En un contrato con la administración, mediando un incumplimiento simultáneo por ambas partes de sus obligaciones esenciales que frustó la objetiva realización del contrato, no es factible aplicar un reparto proporcional de responsabilidades contractuales, por lo que no cabe aplicar a indemnización de daños y perjuicios.



A) La sentencia de la Sala de lo Contencioso-Administrativo del Tribunal Superior de Justicia de Andalucía (Sevilla), sec. 1ª, de 22 de diciembre de 2017, nº 1274/2017, rec. 675/2016, declara que en un contrato con la administración, mediando un incumplimiento simultáneo por ambas partes de sus obligaciones esenciales que frustó la objetiva realización del contrato, no es factible aplicar un reparto proporcional de responsabilidades contractuales, por lo que no cabe  aplicar a indemnización  de daños y perjuicios.

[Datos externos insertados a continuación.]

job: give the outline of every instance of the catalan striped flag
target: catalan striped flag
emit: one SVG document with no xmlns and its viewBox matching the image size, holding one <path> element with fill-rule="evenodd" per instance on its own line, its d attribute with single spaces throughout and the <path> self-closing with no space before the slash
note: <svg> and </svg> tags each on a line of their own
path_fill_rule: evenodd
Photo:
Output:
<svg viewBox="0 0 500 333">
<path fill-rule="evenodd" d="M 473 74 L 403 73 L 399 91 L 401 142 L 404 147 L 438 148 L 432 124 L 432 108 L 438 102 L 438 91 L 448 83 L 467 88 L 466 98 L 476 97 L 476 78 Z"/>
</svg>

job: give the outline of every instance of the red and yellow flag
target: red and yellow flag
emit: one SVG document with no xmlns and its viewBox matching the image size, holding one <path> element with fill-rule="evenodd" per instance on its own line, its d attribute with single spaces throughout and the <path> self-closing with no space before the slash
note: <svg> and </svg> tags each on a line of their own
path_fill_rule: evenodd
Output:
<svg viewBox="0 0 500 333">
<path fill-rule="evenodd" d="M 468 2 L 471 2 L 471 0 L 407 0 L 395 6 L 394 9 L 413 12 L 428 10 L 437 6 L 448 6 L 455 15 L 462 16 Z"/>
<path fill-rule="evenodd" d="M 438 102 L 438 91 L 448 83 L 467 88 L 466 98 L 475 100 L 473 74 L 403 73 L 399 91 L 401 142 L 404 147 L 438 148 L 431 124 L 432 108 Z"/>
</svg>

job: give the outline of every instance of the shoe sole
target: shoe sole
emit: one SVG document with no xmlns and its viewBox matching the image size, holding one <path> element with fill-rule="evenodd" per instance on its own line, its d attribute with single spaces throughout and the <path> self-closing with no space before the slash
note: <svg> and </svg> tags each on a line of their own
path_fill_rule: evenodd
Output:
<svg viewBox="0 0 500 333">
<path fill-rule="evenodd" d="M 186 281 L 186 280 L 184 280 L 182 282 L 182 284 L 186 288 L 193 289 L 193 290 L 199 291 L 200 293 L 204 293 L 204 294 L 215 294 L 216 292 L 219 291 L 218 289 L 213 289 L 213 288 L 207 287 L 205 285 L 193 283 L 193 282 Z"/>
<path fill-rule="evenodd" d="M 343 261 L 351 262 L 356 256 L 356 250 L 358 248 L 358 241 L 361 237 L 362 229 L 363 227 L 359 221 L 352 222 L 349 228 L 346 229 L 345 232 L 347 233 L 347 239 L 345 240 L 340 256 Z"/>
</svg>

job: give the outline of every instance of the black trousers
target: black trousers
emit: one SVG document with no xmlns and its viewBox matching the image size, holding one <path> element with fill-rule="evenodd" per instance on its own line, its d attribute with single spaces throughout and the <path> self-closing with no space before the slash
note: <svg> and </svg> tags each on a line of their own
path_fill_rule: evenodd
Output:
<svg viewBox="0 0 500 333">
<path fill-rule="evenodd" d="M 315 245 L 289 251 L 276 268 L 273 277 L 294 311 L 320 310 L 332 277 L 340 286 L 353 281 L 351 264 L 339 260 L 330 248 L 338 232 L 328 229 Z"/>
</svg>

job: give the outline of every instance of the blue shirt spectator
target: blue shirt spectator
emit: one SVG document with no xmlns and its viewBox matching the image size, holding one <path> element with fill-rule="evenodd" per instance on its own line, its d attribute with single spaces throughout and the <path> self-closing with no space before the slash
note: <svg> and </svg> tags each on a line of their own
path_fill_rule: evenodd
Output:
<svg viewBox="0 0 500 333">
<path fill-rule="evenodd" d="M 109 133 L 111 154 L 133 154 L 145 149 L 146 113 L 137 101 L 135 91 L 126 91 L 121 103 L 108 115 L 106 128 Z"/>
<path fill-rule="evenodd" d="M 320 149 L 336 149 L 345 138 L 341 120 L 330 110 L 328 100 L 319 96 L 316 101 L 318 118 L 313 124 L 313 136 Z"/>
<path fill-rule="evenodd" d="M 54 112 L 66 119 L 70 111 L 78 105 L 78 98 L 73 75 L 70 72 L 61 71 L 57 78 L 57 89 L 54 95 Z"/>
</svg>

B) Ciertamente, cuando se hayan producido incumplimientos importantes y relevantes atribuibles a las dos partes, hay que dilucidar las responsabilidades atendiendo a los dos siguientes factores: a) la verdadera entidad y relevancia de los incumplimientos de uno y otro sujeto, que habrán de ser convenientemente ponderados; y b) la primera causa de resolución que se haya dado en el tiempo. Así lo señaló el Consejo de Estado en su Dictamen 1475/2002 de 18 de julio de 2002, manifestando la improcedencia de pretender fundamentar la extinción de un contrato administrativo en dos causas de resolución, ya que en tales supuestos debe aplicarse siempre la primera causa de resolución que aparezca en el tiempo.

Ahora bien, descendiendo al caso concreto no podemos compartir este motivo de impugnación pues con prístina claridad expositiva relata el juzgador a quo: "... El contrato pudo adjudicarse en tiempo y forma y en la no celebración interfieren causas esenciales imputables, cuando menos, a ambas partes, resultando el deseo de cumplimiento inicialmente en términos distintos a los de adjudicación y posteriormente interferidos por la existencia de dos procedimientos de resolución... La actitud de la administración tras la primera sentencia en relación al expediente de resolución inicial es reprobable, como injusto no dar respuesta expresa a la petición actora que da lugar al presente recurso; pero son cuestiones posteriores temporalmente a un contrato que no llegó a suscribirse, lo que tiene que aconsejar; sin perjuicio de su existencia como a la realidad indiscutida por la administración de un desarrollo posterior a través de otra entidad, atender al momento que se corresponde a la escena de no firma del contrato y a las razones de no elevación a escritura pública del mismo. Administración y actor alcanzan convicciones sobre estudios de detalle que son documentos que habrían de ser posteriores necesariamente a la firma del contrato, con pareceres diversos entre sí y no exactamente coincidentes con el pliego de cláusulas administrativas particulares, por tanto posteriores a las esenciales obligaciones de pago del precio y entrega del inmueble, revelando la actitud las partes inicialmente que sobre este proceder, incorrecto por ambas, ni la actora revela la idea de querer suscribirlo y hacerlo en términos de adjudicación, ni la administración el deseo de iniciarlo con la adjudicación a la vista de esta situación..." .

Por ello, mediando un incumplimiento simultáneo por ambas partes de sus obligaciones esenciales que frustó la objetiva realización del contrato, no es factible aplicar un reparto proporcional de responsabilidades contractuales, que son aquí las únicas que se dilucidan.